BaseFeatureExtractor
- class lightning_pose.models.base.BaseFeatureExtractor(backbone: Literal['resnet18', 'resnet34', 'resnet50', 'resnet101', 'resnet152', 'resnet50_contrastive', 'resnet50_animal_apose', 'resnet50_animal_ap10k', 'resnet50_human_jhmdb', 'resnet50_human_res_rle', 'resnet50_human_top_res', 'resnet50_human_hand', 'efficientnet_b0', 'efficientnet_b1', 'efficientnet_b2', 'vit_b_sam'] = 'resnet50', pretrained: bool = True, lr_scheduler: str = 'multisteplr', lr_scheduler_params: DictConfig | dict | None = None, do_context: bool = False, image_size: int = 256, model_type: Literal['heatmap', 'regression'] = 'heatmap', **kwargs: Any)[source]
Bases:
LightningModuleObject that contains the base resnet feature extractor.
Methods Summary
Select optimizer, lr scheduler, and metric for monitoring.
forward(images)Forward pass from images to representations.
get_representations(images[, is_multiview])Forward pass from images to feature maps.
get_scheduler(optimizer)Methods Documentation
- forward(images: Tensor[Tensor] | Tensor[Tensor] | Tensor[Tensor]) Tensor[Tensor] | Tensor[Tensor][source]
Forward pass from images to representations.
Wrapper around self.get_representations(). Fancier childern models will use get_representations() in their forward methods.
- Parameters:
images – a batch of images.
- Returns:
a representation of the images.
- get_representations(images: Tensor[Tensor] | Tensor[Tensor] | Tensor[Tensor] | Tensor[Tensor] | Tensor[Tensor], is_multiview: bool = False) Tensor[Tensor] | Tensor[Tensor][source]
Forward pass from images to feature maps.

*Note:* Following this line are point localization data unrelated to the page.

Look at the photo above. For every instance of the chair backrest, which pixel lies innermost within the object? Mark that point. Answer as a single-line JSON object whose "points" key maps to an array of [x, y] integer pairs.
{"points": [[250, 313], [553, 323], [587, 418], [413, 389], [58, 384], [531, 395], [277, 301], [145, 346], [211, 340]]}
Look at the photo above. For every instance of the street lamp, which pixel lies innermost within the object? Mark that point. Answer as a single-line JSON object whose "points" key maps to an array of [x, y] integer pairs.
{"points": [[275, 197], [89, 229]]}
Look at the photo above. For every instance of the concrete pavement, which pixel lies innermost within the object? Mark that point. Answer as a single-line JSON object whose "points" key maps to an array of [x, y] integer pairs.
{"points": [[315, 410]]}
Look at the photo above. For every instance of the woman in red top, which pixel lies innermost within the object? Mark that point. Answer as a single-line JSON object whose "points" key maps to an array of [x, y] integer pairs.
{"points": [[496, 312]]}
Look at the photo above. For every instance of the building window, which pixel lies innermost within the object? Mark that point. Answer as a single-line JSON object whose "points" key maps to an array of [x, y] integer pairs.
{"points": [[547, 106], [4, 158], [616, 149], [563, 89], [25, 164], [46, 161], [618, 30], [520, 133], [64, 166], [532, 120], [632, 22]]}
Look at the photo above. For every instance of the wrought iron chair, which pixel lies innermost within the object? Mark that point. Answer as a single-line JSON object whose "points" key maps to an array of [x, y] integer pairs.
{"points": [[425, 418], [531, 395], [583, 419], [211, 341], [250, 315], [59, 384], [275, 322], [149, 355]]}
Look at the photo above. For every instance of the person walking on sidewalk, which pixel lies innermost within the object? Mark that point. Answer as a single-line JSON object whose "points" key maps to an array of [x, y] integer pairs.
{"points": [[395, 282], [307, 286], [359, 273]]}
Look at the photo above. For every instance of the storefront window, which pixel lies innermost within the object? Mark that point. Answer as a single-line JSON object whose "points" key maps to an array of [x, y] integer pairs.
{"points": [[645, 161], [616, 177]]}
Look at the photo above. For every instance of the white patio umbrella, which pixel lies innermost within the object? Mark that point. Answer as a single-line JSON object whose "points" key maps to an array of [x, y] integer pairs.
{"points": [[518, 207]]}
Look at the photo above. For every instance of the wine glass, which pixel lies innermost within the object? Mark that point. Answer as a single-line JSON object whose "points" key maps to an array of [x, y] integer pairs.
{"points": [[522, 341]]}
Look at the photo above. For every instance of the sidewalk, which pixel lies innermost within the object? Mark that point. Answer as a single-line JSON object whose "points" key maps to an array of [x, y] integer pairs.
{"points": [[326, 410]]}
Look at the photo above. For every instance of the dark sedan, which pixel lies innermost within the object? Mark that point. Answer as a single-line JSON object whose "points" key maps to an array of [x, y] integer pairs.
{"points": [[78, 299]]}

Wrapper around the backbone’s feature_extractor() method for typechecking purposes. See tests/models/test_base.py for example shapes.
Batch options
TensorType[“batch”, “channels”:3, “image_height”, “image_width”] single view, labeled batch
TensorType[“batch”, “frames”, “channels”:3, “image_height”, “image_width”] single view, labeled context batch
TensorType[“seq_len”, “channels”:3, “image_height”, “image_width”] single view, unlabeled batch from DALI
TensorType[“batch”, “views”, “frames”, “channels”:3, “image_height”, “image_width”] multivew, labeled context batch
TensorType[“seq_len”, “views”, “channels”:3, “image_height”, “image_width”] multiview, unlabeled batch from DALI
- param images:
a batch of images
- param is_multiview:
flag to distinguish batches of the same size
- returns:
a representation of the images; features differ as a function of resnet version. Representation height and width differ as a function of image dimensions, and are not necessarily equal.